Marginal benefit refers to the additional benefits to individuals from having additional pollution abatement.

Marginal cost:

Marginal cost refers to the additional cost to the individuals from having additional pollution abatement.

Pollution abatement:

Reduction in the water pollution caused by release of household wastes has lower social benefits. This causes the marginal benefit curve to be at lower level and also intersects with the marginal cost curve at lower level of pollution abatement. This shows the lower equilibrium amount of pollution abatement, where marginal benefit is equal to marginal cost.

On the other hand, cyanide causes higher damage to the society. If anyone drinks the water, then it will end up lives. Thus, reducing the cyanide pollution will result in higher benefits. This causes the marginal benefit curve higher and it intersects with the marginal cost curve at higher level that is nearly at 100 percent.

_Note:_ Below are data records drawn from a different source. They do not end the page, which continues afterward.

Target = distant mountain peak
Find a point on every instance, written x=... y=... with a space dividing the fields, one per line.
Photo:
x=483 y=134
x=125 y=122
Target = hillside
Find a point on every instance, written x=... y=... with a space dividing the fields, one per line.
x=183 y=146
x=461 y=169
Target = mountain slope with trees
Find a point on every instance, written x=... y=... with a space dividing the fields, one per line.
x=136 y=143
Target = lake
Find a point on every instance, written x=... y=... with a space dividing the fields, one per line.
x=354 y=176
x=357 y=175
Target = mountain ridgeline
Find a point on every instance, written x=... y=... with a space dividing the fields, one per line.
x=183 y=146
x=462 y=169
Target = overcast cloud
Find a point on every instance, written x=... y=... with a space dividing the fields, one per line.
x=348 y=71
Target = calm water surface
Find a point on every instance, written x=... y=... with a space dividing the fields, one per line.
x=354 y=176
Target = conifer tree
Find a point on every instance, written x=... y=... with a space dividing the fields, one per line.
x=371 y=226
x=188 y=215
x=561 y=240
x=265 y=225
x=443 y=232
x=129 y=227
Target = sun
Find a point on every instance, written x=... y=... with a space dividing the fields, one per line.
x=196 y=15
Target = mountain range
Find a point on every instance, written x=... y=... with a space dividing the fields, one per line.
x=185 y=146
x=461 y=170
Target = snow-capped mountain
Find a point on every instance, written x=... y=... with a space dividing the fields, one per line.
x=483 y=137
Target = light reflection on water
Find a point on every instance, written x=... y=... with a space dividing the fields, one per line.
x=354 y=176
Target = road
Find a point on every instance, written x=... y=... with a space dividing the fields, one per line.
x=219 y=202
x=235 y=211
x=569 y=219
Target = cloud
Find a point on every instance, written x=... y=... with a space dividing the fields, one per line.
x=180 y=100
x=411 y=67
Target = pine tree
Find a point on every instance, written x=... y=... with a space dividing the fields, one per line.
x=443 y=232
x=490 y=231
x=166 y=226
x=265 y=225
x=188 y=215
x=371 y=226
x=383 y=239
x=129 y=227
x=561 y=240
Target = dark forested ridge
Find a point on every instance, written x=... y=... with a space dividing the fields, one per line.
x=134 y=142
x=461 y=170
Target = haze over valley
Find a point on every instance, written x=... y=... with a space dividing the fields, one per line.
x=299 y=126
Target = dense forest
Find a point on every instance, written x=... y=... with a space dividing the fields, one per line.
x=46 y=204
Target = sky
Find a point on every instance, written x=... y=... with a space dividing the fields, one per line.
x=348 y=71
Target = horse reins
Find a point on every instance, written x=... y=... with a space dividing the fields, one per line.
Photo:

Hence, the statement is true.

This statement is true

Explanation:

Pollution abatement refers to any action taken to reduce the negative impacts of pollution in the environment, e. g. waste water treatment facilities, filters, etc.

Since dirty water from storm drains is not hazardous, the pollution abatement for treating storm drains should be low. On the other hand, poisons (and specially cyanide poisons) are extremely hazardous, therefore, the pollution abatement should be very extensive.